I glanced at that thread before, but I never encountered any bluetooth issues (though I’m on Fedora, if that matters). AX210 no vPro
Read it again and found someone on Fedora that also didn’t have issues:
dmesg | grep hci0
[ 4.727743] Bluetooth: hci0: Firmware timestamp 2021.28 buildtype 1 build 28502
[ 4.798497] Bluetooth: hci0: Found device firmware: intel/ibt-0041-0041.sfi
[ 4.798669] Bluetooth: hci0: Boot Address: 0x100800
[ 4.798672] Bluetooth: hci0: Firmware Version: 86-28.21
[ 4.798674] Bluetooth: hci0: Firmware already loaded
If there’s anything else that would help, lmk!
@Michael_Wu that power usage seems a bit low for youtube in my experience. Are you on chrome or firefox? With firefox/vaapi enabled/hardware on 5.14 I am averaging about 7.5W on a 720p youtube video which gives me about 7-8 hours on average.
Also, one thing to note, I would not recommend CPU_ENERGY_PERF_POLICY_ON_BAT=power
unless you are really trying to save battery as it does significantly impact the responsiveness of the system. As a contrived reference, starting emacs takes ~3x longer with the aggressive power saver profiles (either via TLP or via power-profiles daemon).
Interesting, I haven’t noticed significant performance degradation. But, as always, YMMV!
Oh I should have probably mentioned before I have it set to Balanced Power (in Settings > Power). Probably should try some of these measurements in Performance and Power Saving mode as well.
I am unsure how everyone is getting down to such a lower wattage. Running just firefox for this forum and using tuned-adm powersave I am seeing around 9-10w consumed in powertop. I have never been able to get it below 6w or so. This is with 1 usb-c, 2 usb-a and an HDMI adapter. I tried removed the HDMI one but it didn’t do much. This is at lower brightness also.
Oh and Ubuntu 21.04 mostly stock.
My results were all with tlp and the settings I described previously. Have you tried tlp and compared?
Browsing with Firefox I’m usually in the 6W range, though that can vary a lot by website (some sure love to spin the JavaScript…)
I am also having a difficult time getting power consumption down, I see ~6.5w just from the screen backlight at %20. Can tlp and tuned be used in conjunction or should I use just one or the other? I have windows installed on the 250gb expansion, and powertop shows ~1.5w of power consumption and %100 usage, is there a way to minimize that?
I have pretty high “total system power” in hwinfo, usually 10w+. “cpu package power” seems to be around 4-5w.
You may need to set the cpu scheduler to schedutil or ondemand.
Interesting. I wasn’t able to get lower than C8 reported using the same settings, and that is with PSR enabled as well. I usually have it disabled because mine is stuttering with it on. I wonder what the difference in software and configuration is. Would you mind uploading the output of tlp-stat somewhere? I would like to compare it to mine when I get the chance.
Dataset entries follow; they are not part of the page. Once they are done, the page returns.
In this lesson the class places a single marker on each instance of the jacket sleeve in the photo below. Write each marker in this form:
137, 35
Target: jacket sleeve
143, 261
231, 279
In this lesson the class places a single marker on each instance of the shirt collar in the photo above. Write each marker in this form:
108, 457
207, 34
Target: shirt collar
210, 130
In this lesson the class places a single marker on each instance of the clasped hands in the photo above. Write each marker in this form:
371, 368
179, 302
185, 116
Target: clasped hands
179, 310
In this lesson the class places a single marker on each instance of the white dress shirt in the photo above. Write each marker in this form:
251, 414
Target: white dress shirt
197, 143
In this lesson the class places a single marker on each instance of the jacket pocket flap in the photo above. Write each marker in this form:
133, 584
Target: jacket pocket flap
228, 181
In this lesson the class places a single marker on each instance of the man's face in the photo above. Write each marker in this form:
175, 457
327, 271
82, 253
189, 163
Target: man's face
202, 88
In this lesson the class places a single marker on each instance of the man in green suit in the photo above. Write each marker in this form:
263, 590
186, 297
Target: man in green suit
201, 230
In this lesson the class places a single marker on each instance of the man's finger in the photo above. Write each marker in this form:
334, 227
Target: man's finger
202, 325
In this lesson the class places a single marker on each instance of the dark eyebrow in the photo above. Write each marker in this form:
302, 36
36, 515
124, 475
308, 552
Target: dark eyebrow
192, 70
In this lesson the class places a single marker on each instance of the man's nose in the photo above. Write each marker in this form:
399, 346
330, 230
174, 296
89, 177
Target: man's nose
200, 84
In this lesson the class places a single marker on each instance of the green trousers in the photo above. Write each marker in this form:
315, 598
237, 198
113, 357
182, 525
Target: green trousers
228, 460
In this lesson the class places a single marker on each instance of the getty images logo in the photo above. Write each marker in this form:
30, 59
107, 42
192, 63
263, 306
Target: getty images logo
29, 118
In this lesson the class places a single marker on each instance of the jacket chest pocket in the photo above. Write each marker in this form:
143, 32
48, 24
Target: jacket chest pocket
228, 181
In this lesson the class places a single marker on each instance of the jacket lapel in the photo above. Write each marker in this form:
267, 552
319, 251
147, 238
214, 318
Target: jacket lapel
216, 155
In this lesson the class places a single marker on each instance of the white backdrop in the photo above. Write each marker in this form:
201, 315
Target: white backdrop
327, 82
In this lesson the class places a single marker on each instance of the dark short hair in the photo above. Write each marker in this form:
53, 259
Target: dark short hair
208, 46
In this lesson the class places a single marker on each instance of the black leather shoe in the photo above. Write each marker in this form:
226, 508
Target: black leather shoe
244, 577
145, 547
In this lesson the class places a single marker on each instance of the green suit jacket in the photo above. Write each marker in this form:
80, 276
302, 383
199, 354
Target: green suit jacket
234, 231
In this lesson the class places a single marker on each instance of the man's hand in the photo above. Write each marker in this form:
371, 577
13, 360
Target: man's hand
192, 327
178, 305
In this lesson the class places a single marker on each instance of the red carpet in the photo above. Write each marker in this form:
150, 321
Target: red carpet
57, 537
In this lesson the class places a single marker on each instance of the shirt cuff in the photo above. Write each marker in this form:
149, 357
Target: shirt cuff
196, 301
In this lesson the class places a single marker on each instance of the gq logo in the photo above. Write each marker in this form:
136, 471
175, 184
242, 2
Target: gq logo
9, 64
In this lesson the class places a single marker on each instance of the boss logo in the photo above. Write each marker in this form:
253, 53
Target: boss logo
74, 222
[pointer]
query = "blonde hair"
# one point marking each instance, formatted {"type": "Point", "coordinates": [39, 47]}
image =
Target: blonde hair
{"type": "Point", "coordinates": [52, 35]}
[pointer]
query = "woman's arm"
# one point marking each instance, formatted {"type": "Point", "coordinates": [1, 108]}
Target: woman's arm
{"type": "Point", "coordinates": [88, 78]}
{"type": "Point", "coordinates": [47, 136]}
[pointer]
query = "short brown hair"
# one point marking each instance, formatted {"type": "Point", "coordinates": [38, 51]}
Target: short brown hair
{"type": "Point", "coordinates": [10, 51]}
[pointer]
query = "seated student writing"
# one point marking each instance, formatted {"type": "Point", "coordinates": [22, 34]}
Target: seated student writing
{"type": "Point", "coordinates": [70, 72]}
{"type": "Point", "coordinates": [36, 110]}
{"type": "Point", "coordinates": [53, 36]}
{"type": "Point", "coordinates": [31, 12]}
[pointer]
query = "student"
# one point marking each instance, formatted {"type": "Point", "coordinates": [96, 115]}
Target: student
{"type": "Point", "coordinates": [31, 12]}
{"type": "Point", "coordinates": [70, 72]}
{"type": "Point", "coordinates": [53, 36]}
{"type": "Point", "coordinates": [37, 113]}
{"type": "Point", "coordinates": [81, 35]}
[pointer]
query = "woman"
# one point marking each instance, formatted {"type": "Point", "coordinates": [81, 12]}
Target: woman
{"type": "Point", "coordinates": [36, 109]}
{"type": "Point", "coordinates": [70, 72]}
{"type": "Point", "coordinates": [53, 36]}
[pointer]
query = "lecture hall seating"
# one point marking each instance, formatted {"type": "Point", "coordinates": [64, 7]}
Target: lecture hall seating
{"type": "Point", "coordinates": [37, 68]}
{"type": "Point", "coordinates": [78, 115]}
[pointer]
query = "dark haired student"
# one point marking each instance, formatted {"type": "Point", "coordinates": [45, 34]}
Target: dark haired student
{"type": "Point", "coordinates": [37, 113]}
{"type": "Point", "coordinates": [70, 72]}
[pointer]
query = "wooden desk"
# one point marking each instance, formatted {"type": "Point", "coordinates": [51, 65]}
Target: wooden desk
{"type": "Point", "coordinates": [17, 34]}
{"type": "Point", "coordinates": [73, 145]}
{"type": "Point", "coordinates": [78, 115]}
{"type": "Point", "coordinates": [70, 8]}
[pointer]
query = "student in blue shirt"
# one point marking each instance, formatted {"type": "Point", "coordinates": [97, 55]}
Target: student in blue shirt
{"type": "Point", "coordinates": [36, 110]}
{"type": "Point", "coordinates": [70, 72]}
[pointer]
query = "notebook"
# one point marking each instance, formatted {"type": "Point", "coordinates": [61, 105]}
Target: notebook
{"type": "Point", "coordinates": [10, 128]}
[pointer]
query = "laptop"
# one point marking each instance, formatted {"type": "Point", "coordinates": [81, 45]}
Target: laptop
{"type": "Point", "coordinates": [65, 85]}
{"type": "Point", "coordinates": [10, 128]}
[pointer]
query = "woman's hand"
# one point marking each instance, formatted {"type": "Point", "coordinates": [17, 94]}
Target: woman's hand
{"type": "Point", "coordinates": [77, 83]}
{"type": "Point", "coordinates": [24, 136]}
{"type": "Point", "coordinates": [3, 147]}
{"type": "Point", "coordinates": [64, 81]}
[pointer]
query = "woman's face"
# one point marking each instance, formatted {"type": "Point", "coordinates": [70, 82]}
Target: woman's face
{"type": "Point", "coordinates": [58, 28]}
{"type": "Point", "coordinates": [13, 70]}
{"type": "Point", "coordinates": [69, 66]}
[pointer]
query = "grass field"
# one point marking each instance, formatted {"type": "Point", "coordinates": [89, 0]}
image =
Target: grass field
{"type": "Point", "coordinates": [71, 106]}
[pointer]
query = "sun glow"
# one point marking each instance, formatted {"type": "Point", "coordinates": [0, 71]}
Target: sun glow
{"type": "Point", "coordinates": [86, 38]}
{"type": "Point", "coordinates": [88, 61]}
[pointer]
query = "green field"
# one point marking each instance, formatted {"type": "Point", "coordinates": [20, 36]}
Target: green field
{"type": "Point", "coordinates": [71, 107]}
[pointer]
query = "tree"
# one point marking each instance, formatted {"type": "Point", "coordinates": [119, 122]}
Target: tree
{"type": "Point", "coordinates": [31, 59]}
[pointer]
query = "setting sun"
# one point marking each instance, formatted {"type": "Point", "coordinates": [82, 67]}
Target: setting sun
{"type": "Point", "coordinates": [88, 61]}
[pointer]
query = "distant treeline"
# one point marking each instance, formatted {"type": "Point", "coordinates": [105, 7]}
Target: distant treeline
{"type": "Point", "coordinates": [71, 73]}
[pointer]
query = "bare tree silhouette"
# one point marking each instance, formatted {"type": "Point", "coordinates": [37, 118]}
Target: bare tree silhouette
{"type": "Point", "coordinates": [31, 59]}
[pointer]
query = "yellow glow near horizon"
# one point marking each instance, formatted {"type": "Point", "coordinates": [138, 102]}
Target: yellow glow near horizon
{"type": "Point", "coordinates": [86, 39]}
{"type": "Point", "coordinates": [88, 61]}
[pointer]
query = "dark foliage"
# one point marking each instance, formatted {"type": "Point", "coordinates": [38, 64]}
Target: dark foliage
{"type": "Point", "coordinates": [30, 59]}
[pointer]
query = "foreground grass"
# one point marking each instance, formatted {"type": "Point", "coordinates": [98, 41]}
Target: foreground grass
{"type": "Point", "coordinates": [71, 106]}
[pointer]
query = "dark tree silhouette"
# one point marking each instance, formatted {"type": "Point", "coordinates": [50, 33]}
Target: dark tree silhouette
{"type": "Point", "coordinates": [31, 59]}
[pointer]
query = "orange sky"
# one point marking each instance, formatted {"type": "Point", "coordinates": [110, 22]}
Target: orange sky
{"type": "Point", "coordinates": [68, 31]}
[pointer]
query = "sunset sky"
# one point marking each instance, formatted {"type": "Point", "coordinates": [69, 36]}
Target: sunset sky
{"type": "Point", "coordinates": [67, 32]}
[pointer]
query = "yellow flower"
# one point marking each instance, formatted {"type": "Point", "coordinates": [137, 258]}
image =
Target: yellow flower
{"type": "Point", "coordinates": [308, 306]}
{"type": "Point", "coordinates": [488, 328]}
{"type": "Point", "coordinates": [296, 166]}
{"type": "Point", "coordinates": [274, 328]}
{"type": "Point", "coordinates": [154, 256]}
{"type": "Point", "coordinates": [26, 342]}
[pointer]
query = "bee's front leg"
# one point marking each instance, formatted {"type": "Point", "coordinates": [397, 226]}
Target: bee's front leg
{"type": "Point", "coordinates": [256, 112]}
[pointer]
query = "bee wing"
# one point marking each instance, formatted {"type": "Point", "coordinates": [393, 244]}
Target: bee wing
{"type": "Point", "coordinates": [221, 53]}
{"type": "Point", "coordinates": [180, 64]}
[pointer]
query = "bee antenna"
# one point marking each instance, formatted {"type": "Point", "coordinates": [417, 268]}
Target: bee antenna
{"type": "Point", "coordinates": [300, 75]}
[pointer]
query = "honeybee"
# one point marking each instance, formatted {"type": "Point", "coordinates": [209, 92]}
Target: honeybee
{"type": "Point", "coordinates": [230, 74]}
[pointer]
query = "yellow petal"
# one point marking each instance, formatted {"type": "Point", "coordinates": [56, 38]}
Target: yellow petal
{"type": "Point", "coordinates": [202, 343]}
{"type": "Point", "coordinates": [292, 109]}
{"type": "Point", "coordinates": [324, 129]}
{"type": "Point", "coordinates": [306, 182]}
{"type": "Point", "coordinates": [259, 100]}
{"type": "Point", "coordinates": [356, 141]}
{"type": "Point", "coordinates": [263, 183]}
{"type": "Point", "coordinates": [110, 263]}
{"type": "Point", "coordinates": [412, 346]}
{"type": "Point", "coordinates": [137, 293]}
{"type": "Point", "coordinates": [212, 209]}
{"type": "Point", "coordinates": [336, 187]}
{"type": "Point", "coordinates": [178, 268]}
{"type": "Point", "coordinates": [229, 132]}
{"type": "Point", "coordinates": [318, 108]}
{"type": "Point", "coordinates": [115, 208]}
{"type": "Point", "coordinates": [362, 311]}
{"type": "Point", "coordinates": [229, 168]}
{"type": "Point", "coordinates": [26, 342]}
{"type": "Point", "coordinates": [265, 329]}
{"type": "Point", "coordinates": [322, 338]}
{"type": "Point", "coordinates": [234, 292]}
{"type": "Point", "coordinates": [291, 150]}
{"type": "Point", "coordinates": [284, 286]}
How do I do that? Is that through tlp?
Sorry, I meant CPU governor! Here: How to Permanently Set CPU Governor to Performance in Linux - PreProgrammer But use ‘schedutil’ instead of ‘performance’
Thanks! I was surprised at how similar our configurations actually were already. Even kernel arguments are more-or-less simlar. Turns out, though, that if I turn on PSR and remove the SD card module, I get C10 55+% of the time with a browser open. So those are what are really holding me from dropping down.